“I am living again,” said an emotional Lihle Dlamini*, who landed a role as a software engineer at a bank after being unemployed for two years.
This afforded her newfound financial security and gave her confidence and a new passion for life.
Despite having graduated with a Bachelor of Arts in development studies, she was among the almost eight million unemployed South Africans. After two years of staying home, the young woman said having a job has restored her dignity and confidence.
“The hardest part about unemployment is the guilt that comes with not being able to financially support my family back home.
“As one of the oldest girls, I shoulder a lot of responsibility in the family, so this job has eased that burden a lot,” she said.
Through the money she now earns, Dlamini was able to move out of her mother’s house, and is now planning and saving for the future.
Every day we are inundated with statistics and stories about the country's unemployment crisis.
The situation is dire and needs attention, especially for young people who have to contend with an obscene unemployment rate. But, we must not lose hope.
Another young person who has been hired after struggling for nearly a year is Sibusiso Mkhonto who has a diploma in accountancy from the University of Johannesburg.
He previously spoke to IOL Business about his issue of being between jobs.
“I would like to become a chartered financial analyst, but first, I need to add an advanced diploma in accounting to the equivalent of a BCom. Afterwards, I will write three board exams, get some experience, and get a CFA licence,” he said at the time.
Mkhonto has now landed a job in finance. He described this as a fulfilling experience as he is able to support himself and do what he loves.
After sharing the IOL article on LinkedIn, his profile reportedly got more hits. “It increased the number of recruiters and businesses viewing my profile. I would say it played a part in me getting the job.”
He was also accepted to UJ to do an advanced diploma in financial management in 2023 and is also considering becoming a chartered certified accountant with the UK accounting regulator.
For Monni Hlulu who had been without a job for seven months, getting an opportunity as a receptionist intern has changed her outlook on life. With a Bachelor of Applied Social Science in community service, she had to look for other avenues whilst awaiting a chance to work in her dream career.
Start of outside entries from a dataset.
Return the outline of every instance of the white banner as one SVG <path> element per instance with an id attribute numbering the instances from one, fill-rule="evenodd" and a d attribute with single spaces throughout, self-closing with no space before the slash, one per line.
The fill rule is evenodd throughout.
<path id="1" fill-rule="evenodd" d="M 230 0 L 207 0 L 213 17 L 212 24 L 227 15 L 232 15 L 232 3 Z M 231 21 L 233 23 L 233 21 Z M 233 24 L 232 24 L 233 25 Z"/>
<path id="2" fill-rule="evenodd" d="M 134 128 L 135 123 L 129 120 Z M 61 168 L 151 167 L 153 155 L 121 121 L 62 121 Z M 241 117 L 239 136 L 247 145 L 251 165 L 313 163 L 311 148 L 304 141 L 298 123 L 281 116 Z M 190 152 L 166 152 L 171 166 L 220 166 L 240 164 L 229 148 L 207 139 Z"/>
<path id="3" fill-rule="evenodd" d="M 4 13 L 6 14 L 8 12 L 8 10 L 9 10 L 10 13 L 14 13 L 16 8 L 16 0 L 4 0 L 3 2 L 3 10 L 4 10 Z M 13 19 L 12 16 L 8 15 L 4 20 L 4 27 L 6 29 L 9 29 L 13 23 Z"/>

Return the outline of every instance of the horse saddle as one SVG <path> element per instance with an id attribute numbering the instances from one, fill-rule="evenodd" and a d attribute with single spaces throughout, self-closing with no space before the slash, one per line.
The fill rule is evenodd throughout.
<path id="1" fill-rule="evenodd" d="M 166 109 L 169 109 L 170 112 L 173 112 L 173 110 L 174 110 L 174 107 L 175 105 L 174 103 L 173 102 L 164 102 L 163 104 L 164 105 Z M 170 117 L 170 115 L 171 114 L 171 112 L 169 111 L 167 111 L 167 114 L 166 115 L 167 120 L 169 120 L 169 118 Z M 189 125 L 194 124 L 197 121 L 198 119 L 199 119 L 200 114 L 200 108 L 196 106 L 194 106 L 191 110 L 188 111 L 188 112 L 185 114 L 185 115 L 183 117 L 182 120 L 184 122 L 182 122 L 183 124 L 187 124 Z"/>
“I volunteered for two months at Witkoppen Health and Welfare Centre, and luckily, the Yes 4 Youth programme started in October, and I was chosen by the company to participate in it,” she said.
For Limpopo's Lizzie Malekana despite having a postgraduate diploma in finance and a Bachelor of Accounting degree from UJ, she could not get a job.
In a fortunate turn of events, she now works as a trainee accountant and will serve articles for three years, during which she will be assisted with board exams to ensure that she qualifies as a chartered accountant.
South African youth have shown extreme resilience and bravery, generation after generation. Through tremendous difficulties, they have emerged victorious.
However, it is important to note that these struggles did not have to exist for South Africans to realise their greatness as a people.
*Lihle Dlamini is not her real name. Changed for privacy.